In this study, the anterior area after running tended to decrease compared with before running, and the posterior area after running tended to increase significantly compared with before running. This phenomenon may be explained by changes in foot kinematics after 5 km of running. A recent study[
15] investigated rearfoot and forefoot kinematics after 5 km of running and reported that forefoot plantarflexion decreased and rearfoot dorsiflexion increased after 5 km of running. Therefore, after running 5 km, the pressure applied to the anterior area was reduced by reducing forefoot plantarflexion. Furthermore, some studies[
10,
16] have considered that long-distance running would lead to redistribution of the plantar pressure in various foot area. As the pressure of the anterior area was reduced in this study, the pressure was distributed to the posterior area, and it may have increased as a result.
These data may have clinical implications considering that novice runners are likely to cause running injuries such as MTSS. Because a previous study[
9] reported that novice runners are more likely to have injuries from running compared with experienced runners, it is important to prevent running injuries in novice and recreational runners. Running for 5 km is a distance that can be easily reached by novice and recreational runners. Meanwhile, 10 and 20 km of running increases foot pressure in the medial part of the foot as the distance increases,[
8] but 5 km of running decreased foot pressure in the medial part of the foot in this study. Based on these previous and present results, at 5 km, the medial pressure decrease due to excessive activity of the ankle inverter muscles, but after 10 km, those muscles become fatigued, resulting in an increase in medial pressure. Considering that the medial pressure had already changed at 5 km in this study, it may be necessary to take care of ankle inverter muscles from a short distance stage, such as 5 km of running, to prevent running-related injuries. Because previous studies[
6,
17] have suggested that the causative muscles of MTSS are the tibialis posterior and flexor digitorum longus, which are invertor muscles, it may be better to consider these muscles. However, note that the participants ran barefoot in this study. It is known that footwear protects the foot and changes the plantar pressure during running, as recently evidenced.[
18,
19] Moreover, insoles also change the stress on proximal joints such as the knee joint.[
20] Thus, future research should investigate foot pressure and knee joint stress after 5 km of running when wearing footwear and insoles.

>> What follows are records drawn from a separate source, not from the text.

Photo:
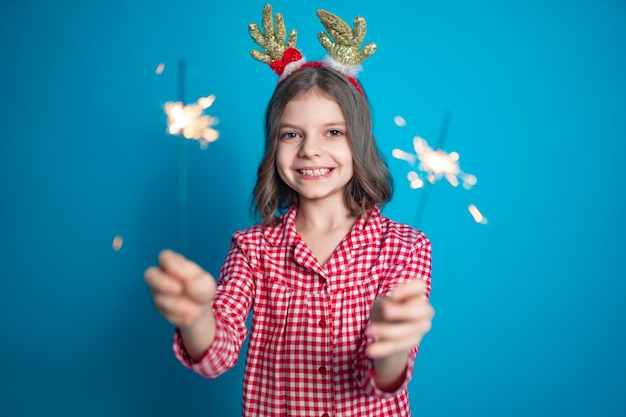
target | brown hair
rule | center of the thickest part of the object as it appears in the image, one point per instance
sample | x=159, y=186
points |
x=371, y=183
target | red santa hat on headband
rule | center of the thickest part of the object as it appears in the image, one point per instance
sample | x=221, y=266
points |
x=342, y=43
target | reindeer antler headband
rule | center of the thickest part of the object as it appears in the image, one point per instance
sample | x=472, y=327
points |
x=342, y=43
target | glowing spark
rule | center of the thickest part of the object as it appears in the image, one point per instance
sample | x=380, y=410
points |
x=117, y=243
x=415, y=180
x=477, y=215
x=405, y=156
x=435, y=164
x=190, y=121
x=399, y=121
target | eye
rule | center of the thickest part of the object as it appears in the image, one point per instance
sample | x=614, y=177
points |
x=334, y=133
x=288, y=135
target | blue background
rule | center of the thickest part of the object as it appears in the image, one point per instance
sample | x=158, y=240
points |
x=530, y=318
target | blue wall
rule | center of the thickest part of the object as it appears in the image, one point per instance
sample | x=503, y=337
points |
x=529, y=313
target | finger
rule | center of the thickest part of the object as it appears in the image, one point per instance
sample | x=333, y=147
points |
x=414, y=310
x=413, y=288
x=399, y=331
x=159, y=282
x=384, y=348
x=201, y=289
x=177, y=265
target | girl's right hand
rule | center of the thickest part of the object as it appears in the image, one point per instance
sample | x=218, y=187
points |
x=181, y=291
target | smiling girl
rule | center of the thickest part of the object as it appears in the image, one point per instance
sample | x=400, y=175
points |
x=338, y=292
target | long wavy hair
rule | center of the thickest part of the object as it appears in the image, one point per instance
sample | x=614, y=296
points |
x=371, y=183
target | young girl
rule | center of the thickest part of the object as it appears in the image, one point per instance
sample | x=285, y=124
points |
x=338, y=292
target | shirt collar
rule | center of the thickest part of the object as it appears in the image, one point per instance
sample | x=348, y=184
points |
x=367, y=228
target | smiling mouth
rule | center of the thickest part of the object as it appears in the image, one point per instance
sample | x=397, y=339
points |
x=315, y=172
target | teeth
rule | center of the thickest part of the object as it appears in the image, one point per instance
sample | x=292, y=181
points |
x=315, y=171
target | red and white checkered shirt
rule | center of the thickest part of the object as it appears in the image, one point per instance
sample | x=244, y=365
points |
x=306, y=354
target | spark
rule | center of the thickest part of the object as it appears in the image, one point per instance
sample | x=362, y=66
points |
x=476, y=214
x=435, y=164
x=117, y=243
x=190, y=122
x=399, y=121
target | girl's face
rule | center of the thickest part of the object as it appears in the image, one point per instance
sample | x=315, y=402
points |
x=313, y=155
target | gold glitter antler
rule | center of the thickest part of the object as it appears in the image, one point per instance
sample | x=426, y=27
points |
x=346, y=43
x=273, y=40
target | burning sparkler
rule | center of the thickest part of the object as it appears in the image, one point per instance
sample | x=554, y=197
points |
x=190, y=121
x=434, y=165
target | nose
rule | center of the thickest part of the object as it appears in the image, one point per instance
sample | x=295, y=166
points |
x=309, y=147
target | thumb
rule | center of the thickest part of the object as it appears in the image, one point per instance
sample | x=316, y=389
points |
x=198, y=284
x=201, y=288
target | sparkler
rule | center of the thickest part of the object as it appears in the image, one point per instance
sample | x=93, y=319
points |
x=433, y=165
x=188, y=122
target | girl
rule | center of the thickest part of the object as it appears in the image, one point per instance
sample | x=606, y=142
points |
x=338, y=292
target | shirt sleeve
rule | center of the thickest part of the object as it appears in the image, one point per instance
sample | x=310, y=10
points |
x=417, y=265
x=231, y=307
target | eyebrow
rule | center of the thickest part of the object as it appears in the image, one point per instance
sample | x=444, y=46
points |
x=335, y=123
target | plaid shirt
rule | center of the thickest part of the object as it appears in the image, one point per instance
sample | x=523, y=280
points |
x=306, y=354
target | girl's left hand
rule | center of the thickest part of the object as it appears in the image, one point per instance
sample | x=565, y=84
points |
x=400, y=321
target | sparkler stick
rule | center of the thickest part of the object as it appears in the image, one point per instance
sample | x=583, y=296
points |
x=441, y=141
x=182, y=165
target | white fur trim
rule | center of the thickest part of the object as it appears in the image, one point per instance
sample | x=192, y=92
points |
x=291, y=67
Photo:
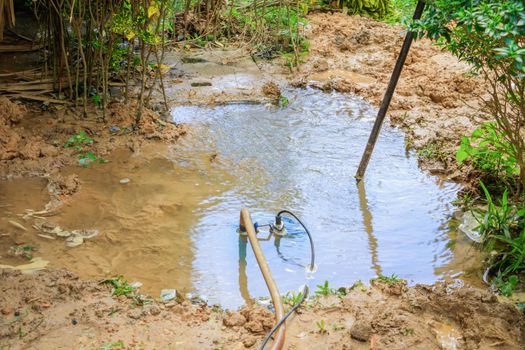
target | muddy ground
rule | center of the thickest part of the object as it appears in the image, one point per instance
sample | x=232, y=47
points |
x=56, y=310
x=436, y=102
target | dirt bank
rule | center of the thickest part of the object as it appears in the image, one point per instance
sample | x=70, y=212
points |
x=436, y=101
x=32, y=140
x=56, y=310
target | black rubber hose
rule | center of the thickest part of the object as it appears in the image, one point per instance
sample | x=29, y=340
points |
x=281, y=321
x=312, y=260
x=305, y=289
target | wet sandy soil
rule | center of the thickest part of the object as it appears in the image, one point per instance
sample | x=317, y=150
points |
x=353, y=55
x=56, y=310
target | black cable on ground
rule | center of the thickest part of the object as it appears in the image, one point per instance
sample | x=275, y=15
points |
x=281, y=321
x=305, y=289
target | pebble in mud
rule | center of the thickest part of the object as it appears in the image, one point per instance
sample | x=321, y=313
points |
x=74, y=241
x=361, y=331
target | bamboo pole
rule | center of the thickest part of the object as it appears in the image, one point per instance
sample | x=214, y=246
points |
x=247, y=224
x=388, y=96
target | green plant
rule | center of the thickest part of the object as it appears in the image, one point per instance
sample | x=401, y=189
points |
x=359, y=285
x=502, y=231
x=78, y=141
x=489, y=35
x=390, y=280
x=24, y=251
x=377, y=9
x=337, y=327
x=86, y=158
x=407, y=332
x=120, y=286
x=489, y=151
x=505, y=285
x=401, y=11
x=432, y=151
x=292, y=298
x=321, y=326
x=323, y=289
x=113, y=346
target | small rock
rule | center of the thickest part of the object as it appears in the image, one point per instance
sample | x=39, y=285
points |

This study has some limitations. The participants in this study ran barefoot when measuring plantar pressure. Because the foot scanner used in this study required placing the foot on a force plate, the task was performed barefoot to acquire accurate foot pressure measurements. A previous study[
21] reported that plantar pressures during running differ between barefoot and shod running. Therefore, the results of this study may have differed if data collection had occurred under shoe-wearing conditions. In addition, muscle activity was not examined before and after 5 km of running. Considering the change in foot pressure before and after running in this study, it is highly likely that muscle activity has changed, but it is difficult to conclude that changes in foot pressure are due to muscle activity. Last, we included only male participants. Thus, the results may not apply to females. These limitations should be addressed in future studies.
Conclusions
This study found a significant change in plantar pressure even after 5 km of running; specifically, the plantar pressure of the medial and anterior foot was decreased. This may be because the participants were adopting a strategy that avoided medial and anterior foot overloading throughout 5 km of running. The muscles that elevate the medial arch are overworked to avoid overload of medial plantar pressure at a 5-km distance. It may be necessary to take care of ankle inverter muscles from a short distance stage such as 5 km of running to prevent running-related injuries. Investigating muscle activity of the lower extremity before and after 5 km of running is warranted.